As our community explores artificial intelligence (AI) and begins to adopt generative AI tools (such as ChatGPT or Google Bard), we encourage everyone to try out these tools and see how they can potentially enhance educational, research, and administrative activities at UMD. However, it is critical to recognize that these tools collect, store, and use data you provide–including presenting your content to other users. Providing information to generative AI tools, including queries, writing samples, data sets, and source code, is the same as posting that information on a publicly available website.
We encourage you to explore the potential of generative AI platforms for use in teaching, research, scholarship, and administration as long as no sensitive data are used. When considering what data to put into AI prompts, remember the two Ps. If the information is Public or you have explicit Permission from the person to use their data for that purpose, then it’s OK to use it with AI tools.
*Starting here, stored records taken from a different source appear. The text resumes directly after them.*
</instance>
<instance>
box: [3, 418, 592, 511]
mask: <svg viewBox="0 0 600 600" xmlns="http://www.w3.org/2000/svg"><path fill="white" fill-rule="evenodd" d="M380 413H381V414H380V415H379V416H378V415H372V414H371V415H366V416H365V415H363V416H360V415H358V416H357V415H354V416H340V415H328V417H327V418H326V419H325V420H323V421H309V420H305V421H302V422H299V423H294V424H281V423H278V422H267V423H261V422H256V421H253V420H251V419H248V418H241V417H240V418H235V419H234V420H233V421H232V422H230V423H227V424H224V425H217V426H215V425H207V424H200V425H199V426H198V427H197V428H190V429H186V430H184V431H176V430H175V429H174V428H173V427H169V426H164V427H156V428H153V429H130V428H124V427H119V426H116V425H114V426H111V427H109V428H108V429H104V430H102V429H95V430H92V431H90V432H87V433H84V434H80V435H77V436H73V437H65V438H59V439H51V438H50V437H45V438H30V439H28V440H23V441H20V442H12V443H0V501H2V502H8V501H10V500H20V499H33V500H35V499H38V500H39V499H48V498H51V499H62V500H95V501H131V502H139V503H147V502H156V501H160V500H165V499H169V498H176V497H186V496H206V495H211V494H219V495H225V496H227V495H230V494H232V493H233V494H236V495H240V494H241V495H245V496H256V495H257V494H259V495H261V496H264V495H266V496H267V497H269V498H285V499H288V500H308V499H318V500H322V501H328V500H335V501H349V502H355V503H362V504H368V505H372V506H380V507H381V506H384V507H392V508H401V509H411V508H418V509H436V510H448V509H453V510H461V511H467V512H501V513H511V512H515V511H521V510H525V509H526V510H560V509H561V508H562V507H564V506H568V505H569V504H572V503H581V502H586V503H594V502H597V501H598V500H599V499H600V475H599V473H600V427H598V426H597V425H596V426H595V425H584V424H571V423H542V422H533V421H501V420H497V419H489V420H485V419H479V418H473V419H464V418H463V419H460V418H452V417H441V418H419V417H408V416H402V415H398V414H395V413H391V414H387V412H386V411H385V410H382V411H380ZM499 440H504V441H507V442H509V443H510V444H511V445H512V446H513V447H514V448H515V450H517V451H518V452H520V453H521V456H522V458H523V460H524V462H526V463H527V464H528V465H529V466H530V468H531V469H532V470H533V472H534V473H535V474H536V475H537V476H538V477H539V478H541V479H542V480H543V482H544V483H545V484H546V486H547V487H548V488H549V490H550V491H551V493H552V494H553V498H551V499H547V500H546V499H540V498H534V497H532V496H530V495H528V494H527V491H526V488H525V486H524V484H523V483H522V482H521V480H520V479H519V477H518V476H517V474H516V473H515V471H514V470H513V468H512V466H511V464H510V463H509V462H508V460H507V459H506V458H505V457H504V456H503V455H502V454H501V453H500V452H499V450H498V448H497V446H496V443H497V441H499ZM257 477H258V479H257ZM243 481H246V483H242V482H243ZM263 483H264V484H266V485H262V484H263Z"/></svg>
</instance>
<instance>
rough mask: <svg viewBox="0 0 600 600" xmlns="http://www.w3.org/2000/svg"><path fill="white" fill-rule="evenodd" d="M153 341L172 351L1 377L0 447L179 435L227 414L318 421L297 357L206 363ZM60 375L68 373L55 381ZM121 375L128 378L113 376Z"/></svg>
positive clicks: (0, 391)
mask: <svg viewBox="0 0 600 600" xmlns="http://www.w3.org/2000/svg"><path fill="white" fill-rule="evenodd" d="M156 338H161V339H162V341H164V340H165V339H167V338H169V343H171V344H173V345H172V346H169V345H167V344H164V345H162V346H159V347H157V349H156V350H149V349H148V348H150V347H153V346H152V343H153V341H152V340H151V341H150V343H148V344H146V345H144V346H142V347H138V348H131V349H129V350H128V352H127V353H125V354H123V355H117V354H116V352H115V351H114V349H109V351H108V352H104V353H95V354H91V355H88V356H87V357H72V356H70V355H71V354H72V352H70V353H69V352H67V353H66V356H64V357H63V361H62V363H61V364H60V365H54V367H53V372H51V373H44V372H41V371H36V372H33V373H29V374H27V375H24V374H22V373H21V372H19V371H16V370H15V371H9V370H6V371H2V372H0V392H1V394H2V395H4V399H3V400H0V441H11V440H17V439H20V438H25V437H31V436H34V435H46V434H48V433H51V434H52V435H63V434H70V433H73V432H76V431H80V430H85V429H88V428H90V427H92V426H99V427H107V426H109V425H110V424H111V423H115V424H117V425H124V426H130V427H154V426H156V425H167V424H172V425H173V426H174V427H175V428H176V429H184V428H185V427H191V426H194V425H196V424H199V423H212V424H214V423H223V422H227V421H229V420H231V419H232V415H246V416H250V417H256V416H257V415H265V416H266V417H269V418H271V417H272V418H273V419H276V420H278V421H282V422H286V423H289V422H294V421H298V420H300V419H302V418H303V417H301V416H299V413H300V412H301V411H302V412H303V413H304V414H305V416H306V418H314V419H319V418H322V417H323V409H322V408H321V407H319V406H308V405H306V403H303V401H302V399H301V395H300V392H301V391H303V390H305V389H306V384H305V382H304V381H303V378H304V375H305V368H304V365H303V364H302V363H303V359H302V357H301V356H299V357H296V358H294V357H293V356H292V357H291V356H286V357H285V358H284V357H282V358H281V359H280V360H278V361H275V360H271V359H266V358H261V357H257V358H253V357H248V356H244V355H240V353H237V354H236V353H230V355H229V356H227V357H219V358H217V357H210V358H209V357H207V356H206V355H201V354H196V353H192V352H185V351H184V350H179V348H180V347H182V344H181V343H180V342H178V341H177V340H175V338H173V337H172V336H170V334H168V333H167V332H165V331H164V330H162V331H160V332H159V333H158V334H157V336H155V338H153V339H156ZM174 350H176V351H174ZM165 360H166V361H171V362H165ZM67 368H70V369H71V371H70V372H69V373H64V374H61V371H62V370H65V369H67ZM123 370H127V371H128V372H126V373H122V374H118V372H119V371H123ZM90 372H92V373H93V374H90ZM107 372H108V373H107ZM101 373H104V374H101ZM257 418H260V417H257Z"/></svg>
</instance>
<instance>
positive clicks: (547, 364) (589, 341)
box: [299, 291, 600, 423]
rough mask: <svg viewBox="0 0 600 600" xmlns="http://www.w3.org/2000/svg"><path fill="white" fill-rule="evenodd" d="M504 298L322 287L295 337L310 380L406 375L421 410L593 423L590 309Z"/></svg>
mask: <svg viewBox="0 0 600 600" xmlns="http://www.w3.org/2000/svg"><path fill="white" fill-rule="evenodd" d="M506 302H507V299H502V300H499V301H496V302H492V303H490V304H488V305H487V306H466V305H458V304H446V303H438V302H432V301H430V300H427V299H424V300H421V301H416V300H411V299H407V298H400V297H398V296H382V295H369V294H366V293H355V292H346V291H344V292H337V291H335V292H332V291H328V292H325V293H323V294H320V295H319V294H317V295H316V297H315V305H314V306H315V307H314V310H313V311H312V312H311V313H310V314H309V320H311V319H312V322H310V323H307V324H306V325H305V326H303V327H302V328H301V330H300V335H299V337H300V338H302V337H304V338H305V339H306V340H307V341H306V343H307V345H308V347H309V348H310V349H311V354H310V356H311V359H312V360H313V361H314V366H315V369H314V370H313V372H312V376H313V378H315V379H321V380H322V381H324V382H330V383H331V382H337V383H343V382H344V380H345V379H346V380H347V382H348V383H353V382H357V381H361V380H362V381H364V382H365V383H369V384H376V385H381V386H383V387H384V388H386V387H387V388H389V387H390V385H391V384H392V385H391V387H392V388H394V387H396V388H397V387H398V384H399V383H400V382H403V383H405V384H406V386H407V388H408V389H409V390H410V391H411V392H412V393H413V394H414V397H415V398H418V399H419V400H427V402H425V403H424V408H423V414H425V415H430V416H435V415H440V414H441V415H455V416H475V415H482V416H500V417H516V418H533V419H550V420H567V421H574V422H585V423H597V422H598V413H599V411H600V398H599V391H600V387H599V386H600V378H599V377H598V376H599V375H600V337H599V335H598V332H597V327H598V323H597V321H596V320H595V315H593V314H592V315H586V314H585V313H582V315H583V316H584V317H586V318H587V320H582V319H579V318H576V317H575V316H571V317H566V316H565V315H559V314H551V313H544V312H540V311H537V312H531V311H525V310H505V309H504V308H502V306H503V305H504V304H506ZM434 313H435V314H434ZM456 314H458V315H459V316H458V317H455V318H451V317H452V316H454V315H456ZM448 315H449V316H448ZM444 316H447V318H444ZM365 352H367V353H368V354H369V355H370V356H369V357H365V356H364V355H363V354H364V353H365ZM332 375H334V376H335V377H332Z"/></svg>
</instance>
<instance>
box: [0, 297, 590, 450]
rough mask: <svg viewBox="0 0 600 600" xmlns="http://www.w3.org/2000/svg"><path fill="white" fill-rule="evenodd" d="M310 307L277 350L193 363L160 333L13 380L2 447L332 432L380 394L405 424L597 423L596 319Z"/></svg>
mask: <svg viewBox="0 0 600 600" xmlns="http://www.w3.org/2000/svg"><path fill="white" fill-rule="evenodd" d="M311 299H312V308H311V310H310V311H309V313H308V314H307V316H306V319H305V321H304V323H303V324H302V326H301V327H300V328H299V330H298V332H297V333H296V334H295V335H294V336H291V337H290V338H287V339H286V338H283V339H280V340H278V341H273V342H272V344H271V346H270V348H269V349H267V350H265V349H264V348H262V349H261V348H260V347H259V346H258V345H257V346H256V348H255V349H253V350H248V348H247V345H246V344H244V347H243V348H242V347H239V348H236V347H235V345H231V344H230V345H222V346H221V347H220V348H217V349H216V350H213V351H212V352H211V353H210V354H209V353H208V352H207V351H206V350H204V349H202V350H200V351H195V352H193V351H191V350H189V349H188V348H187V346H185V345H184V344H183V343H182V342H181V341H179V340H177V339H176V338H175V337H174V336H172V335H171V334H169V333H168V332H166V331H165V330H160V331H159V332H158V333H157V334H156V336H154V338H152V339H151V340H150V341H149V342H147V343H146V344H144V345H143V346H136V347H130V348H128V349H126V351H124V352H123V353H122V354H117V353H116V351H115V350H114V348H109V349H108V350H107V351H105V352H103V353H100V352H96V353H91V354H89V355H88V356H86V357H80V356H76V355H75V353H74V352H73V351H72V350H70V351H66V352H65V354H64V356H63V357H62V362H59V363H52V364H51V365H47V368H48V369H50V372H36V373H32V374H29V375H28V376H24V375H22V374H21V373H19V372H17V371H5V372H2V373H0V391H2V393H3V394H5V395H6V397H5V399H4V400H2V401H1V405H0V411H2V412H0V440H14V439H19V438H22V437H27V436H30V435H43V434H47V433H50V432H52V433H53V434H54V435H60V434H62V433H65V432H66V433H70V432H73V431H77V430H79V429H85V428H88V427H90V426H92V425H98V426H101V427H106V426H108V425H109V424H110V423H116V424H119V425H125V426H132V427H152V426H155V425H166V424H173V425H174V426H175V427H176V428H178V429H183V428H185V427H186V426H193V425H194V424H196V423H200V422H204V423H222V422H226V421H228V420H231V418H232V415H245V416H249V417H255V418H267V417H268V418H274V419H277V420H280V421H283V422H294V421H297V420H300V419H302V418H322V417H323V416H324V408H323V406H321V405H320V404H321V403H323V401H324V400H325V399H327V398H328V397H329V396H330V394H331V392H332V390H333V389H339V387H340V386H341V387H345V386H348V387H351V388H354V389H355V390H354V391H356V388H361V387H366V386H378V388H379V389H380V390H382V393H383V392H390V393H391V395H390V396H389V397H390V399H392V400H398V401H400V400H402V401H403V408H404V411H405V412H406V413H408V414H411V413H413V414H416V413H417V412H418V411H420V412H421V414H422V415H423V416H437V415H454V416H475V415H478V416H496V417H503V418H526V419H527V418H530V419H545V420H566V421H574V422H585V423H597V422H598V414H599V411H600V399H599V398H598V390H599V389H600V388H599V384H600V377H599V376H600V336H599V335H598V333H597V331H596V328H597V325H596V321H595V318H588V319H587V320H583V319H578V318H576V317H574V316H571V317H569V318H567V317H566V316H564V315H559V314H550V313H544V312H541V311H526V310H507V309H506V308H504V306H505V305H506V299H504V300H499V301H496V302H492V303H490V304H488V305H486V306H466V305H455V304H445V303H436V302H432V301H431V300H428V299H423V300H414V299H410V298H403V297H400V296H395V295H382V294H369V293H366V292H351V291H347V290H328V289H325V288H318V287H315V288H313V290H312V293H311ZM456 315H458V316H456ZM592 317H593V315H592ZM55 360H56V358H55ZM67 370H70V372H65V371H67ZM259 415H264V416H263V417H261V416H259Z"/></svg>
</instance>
Considerations for generative AI use
Some uses, such as asking an AI tool to summarize and grade a student essay submitted for a class assignment violates student privacy. Other examples of instructional data that are not appropriate for use with generative AI include student names and their grades. However, materials you have authored such as course notes or sample essays are fine to use with AI tools. It is also possible, if a student gives explicit permission, to use student-authored materials such as essays or source code with these tools, as long as students have been made aware that they may decline such use without penalty.
In areas of research and administration, some types of data to never put into AI prompts include: information about employees or their performance, research that is controlled or contains Intellectual Property, and papers or grant proposals under review when reviewers are asked to keep materials confidential. However, asking an AI tool to write a review or analyze a published, open access paper or a grant proposal from a public website would be appropriate, since the information is already publicly available. Likewise, asking a tool to write a letter of reference for a fake student with fake qualifications does not raise privacy concerns. But, using the name and information about a real person would not be appropriate.
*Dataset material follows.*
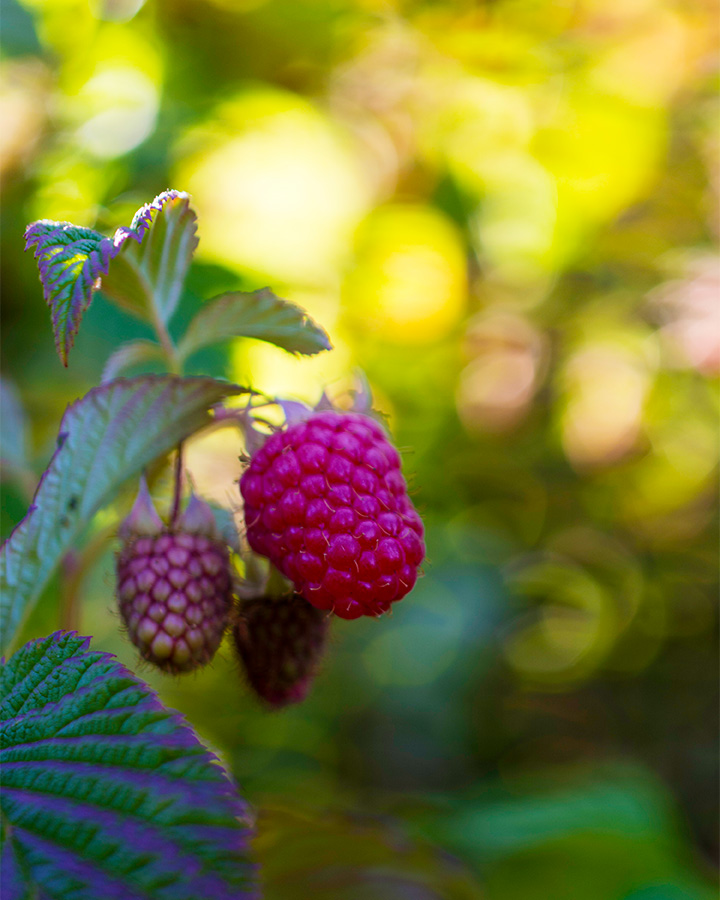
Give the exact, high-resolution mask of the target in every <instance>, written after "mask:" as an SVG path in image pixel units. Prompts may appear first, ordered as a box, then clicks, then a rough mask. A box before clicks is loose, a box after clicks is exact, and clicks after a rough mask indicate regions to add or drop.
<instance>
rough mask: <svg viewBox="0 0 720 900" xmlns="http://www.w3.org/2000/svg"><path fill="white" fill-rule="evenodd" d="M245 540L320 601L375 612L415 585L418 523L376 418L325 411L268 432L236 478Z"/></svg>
mask: <svg viewBox="0 0 720 900" xmlns="http://www.w3.org/2000/svg"><path fill="white" fill-rule="evenodd" d="M240 490H241V493H242V496H243V499H244V502H245V524H246V528H247V537H248V542H249V544H250V546H251V548H252V549H253V550H254V551H255V552H256V553H259V554H261V555H262V556H266V557H268V559H270V561H271V562H272V563H273V565H275V566H276V567H277V568H278V569H279V570H280V571H281V572H282V573H283V575H285V576H286V577H287V578H289V579H290V581H292V583H293V584H294V585H295V590H296V591H297V592H298V593H299V594H301V595H302V596H303V597H304V598H305V599H306V600H308V601H309V602H310V603H312V604H313V606H316V607H318V609H325V610H331V611H332V612H334V613H335V614H336V615H338V616H341V617H342V618H344V619H356V618H358V617H359V616H363V615H366V616H377V615H380V614H381V613H384V612H386V611H387V610H388V609H389V608H390V605H391V604H392V603H394V602H395V601H397V600H400V599H401V598H402V597H404V596H405V595H406V594H407V593H408V592H409V591H410V590H411V589H412V588H413V586H414V584H415V580H416V578H417V570H418V567H419V566H420V563H421V562H422V560H423V558H424V556H425V544H424V542H423V525H422V521H421V519H420V516H419V515H418V514H417V512H416V511H415V508H414V507H413V505H412V502H411V500H410V498H409V496H408V493H407V485H406V483H405V479H404V478H403V476H402V473H401V471H400V456H399V454H398V452H397V450H396V449H395V447H393V445H392V444H391V443H390V442H389V441H388V439H387V437H386V436H385V433H384V432H383V429H382V428H381V427H380V425H379V424H378V423H377V422H376V421H375V420H374V419H372V418H370V417H369V416H366V415H363V414H361V413H354V412H347V413H345V412H337V411H330V410H328V411H323V412H318V413H315V414H313V415H311V416H310V417H309V418H308V419H307V420H306V421H304V422H301V423H299V424H296V425H292V426H291V427H290V428H288V429H287V430H285V431H280V432H277V433H276V434H274V435H272V436H271V437H270V438H268V440H267V441H266V442H265V444H264V445H263V446H262V447H261V448H260V449H259V450H258V451H257V453H255V454H254V456H253V457H252V459H251V460H250V465H249V467H248V469H247V470H246V471H245V472H244V474H243V476H242V478H241V479H240Z"/></svg>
Data approved for use with generative AI
To determine whether your data requires special attention, consult UMD’s Information Classification Standard (IT-2). If your data is Low Risk (Level 1), it is permissible to upload it to generative AI tools. To process data above Low Risk, any generative AI tool used must have been approved through UMD’s procurement and security review processes. To date, no generative AI tools have been approved for use with data that is greater than Low Risk. If you wish to use a generative AI tool to process data at a level greater than Low Risk, please contact email@example.com to get help identifying and vetting solutions.
As we all explore the use of generative AI to enhance our work at UMD, we look forward to working with you to employ these tools while continuing to meet our legal and ethical obligations for the data entrusted to us.